The plant’s emissions have been stellar. During plant acceptance testing conducted by an independent contractor, PBREF 2 achieved all of its permit emissions guarantees. Many of the results were an order of magnitude below the plant’s emissions limits, making it a best-in-class WTE facility. For perspective, consider that in the 1980s, before importance was placed on reducing dioxin and furan emissions, some WTE facilities had dioxin/furan emissions equivalent to more than 10,000 nanograms per dry standard cubic meter (ng/dscm). Of course, all WTE plants have been upgraded since that time, but during PBREF 2’s testing, dioxin/furan emissions were 0.21–0.36 ng/dscm, which was far better than required (its permit allows up to 10 ng/dscm).

And WTE plants are great recyclers. PBREF 2’s bottom and fly ash are conveyed to an ash management building, where a rotary magnet removes ferrous metals and an eddy current separator removes nonferrous metals from the ash stream. Around 2,000 tons of ferrous and 100 tons of nonferrous metals are recovered by the system in a typical month. The remaining ash is collected in bunkers until it can be loaded onto trucks and disposed of in a landfill.

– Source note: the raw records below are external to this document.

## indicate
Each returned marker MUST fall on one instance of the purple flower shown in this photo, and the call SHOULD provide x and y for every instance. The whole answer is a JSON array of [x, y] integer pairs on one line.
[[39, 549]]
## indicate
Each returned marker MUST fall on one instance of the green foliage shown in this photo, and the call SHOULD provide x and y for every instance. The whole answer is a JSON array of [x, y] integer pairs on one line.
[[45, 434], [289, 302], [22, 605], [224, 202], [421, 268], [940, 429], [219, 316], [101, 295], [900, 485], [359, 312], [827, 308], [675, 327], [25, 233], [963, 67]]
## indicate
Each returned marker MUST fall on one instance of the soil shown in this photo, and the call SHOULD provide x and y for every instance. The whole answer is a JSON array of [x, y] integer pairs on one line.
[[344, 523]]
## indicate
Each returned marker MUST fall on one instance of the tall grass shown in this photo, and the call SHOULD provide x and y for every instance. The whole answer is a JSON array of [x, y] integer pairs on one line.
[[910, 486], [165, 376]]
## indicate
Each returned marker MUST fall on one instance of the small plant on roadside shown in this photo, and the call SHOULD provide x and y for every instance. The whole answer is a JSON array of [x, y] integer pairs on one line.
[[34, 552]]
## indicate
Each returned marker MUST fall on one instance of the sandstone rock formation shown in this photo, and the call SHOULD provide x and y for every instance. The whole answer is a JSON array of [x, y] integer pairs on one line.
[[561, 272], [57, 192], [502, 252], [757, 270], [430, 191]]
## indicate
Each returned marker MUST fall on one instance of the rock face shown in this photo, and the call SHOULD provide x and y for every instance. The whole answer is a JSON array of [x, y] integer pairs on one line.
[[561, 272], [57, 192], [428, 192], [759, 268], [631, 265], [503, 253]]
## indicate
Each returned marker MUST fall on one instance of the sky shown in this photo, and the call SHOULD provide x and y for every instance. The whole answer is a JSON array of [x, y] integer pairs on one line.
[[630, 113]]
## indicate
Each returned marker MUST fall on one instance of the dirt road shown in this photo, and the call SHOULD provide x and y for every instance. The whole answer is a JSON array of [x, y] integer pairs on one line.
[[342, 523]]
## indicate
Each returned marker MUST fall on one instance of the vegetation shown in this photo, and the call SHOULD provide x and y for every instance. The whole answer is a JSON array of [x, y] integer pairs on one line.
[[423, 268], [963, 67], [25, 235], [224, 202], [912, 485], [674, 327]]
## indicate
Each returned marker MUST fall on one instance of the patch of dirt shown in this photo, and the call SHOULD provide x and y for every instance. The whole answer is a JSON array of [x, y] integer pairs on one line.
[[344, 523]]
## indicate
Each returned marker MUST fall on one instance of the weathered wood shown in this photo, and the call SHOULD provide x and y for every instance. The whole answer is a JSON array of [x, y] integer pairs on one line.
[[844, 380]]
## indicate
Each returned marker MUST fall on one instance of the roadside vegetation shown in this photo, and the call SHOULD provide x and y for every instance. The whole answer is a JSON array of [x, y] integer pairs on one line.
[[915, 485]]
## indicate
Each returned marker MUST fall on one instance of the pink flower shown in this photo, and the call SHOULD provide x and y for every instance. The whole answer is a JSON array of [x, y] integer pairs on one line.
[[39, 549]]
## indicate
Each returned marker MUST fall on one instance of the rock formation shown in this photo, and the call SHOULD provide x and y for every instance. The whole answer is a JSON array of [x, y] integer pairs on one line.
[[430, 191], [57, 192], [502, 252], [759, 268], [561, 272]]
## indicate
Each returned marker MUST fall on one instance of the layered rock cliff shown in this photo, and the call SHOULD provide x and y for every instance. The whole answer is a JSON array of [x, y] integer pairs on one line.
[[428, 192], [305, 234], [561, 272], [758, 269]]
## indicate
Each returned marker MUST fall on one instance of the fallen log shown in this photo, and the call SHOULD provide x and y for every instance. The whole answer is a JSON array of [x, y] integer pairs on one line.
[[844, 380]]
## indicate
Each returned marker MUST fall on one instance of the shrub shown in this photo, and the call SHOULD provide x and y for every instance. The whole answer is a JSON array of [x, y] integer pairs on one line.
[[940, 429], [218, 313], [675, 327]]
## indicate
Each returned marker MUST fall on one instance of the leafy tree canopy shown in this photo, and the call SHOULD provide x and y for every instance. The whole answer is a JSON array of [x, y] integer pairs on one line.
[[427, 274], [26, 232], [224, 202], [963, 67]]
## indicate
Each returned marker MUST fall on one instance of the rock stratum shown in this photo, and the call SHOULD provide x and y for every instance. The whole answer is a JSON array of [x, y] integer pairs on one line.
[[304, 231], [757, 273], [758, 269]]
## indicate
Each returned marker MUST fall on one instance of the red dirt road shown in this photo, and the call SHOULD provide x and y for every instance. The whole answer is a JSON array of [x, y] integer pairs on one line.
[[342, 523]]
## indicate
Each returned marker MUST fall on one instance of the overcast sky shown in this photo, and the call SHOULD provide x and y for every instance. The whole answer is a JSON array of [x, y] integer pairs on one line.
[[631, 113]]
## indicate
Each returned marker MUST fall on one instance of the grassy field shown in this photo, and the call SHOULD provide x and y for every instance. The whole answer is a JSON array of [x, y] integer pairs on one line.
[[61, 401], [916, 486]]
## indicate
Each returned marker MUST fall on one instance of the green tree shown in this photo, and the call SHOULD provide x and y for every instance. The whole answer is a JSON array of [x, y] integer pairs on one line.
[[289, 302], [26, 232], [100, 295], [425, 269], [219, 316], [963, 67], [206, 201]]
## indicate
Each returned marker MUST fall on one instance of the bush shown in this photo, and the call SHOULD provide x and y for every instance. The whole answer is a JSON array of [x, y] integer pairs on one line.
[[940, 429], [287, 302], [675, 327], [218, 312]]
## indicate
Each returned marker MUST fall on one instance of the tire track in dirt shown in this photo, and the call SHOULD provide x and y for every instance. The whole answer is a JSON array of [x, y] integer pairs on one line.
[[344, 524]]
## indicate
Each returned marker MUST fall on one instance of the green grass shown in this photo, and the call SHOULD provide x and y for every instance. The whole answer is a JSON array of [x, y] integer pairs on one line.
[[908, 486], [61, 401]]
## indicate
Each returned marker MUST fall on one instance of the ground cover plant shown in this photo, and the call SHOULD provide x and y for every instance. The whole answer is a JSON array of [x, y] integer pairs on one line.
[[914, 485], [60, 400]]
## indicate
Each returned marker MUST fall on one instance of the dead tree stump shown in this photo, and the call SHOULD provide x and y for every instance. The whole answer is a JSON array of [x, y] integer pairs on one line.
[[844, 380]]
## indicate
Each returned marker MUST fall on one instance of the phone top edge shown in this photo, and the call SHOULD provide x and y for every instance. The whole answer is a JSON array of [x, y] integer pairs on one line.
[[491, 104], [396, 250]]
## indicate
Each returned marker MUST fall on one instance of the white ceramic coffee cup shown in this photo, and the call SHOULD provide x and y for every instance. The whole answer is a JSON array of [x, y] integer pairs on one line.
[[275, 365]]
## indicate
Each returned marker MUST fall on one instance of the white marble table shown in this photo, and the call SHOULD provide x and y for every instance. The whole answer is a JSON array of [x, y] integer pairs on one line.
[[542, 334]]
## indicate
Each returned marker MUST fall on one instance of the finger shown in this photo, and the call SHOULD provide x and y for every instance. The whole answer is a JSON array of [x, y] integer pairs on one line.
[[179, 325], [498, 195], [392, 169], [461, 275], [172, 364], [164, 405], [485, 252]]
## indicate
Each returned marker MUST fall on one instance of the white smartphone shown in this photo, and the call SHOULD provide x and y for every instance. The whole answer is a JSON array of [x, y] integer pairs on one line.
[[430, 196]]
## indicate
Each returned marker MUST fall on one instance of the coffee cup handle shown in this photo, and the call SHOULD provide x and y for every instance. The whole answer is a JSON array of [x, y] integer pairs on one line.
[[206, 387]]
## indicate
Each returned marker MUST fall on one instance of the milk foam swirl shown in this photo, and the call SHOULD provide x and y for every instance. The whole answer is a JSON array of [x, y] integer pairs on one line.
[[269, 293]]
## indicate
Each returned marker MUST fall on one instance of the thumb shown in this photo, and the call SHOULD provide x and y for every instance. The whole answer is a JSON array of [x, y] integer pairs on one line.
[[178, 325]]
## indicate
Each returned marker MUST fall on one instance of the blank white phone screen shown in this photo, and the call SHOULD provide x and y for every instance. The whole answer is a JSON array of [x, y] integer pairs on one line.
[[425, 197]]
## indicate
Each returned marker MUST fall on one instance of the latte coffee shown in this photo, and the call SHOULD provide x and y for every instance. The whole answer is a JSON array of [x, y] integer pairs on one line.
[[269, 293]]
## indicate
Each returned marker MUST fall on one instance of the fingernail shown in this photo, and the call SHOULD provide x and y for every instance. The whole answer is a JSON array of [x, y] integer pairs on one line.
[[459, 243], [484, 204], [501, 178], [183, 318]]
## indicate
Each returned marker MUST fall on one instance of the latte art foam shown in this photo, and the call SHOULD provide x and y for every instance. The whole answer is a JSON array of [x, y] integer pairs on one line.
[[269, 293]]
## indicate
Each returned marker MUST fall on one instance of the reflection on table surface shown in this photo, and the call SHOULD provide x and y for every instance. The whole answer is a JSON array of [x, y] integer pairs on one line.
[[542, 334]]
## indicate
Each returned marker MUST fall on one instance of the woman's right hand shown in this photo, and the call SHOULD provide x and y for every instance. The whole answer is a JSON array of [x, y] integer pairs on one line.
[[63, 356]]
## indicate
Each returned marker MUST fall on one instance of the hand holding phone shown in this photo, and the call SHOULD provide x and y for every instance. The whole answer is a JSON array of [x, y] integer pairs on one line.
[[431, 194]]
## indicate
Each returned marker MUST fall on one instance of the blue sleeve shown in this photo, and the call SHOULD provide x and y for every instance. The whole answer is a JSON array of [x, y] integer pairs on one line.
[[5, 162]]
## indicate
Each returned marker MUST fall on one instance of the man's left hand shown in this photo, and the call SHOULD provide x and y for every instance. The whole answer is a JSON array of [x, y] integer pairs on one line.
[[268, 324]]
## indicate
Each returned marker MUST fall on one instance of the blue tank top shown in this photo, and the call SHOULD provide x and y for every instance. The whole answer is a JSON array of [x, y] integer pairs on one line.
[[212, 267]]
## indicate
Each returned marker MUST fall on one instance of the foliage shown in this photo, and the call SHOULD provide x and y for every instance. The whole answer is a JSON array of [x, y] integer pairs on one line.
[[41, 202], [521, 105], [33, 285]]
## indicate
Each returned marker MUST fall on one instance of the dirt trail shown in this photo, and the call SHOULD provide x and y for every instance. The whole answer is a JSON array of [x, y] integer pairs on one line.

“The completion of this state-of-the-art facility represents the culmination of a 10-year effort that virtually ensures to the taxpayers of Palm Beach County that their solid waste will be disposed of in the most efficient and environmentally sensitive method available in the world today long into the future,” Ray Schauer, director of Engineering and Public Works for SWA, said in a press release announcing the grand opening of the plant. “PBREF 2 is a jewel in the crown of SWA’s award winning Integrated Solid Waste Management System that will set the standard for performance and environmental sustainability in North America.” ■

Aaron Larson is a POWER associate editor.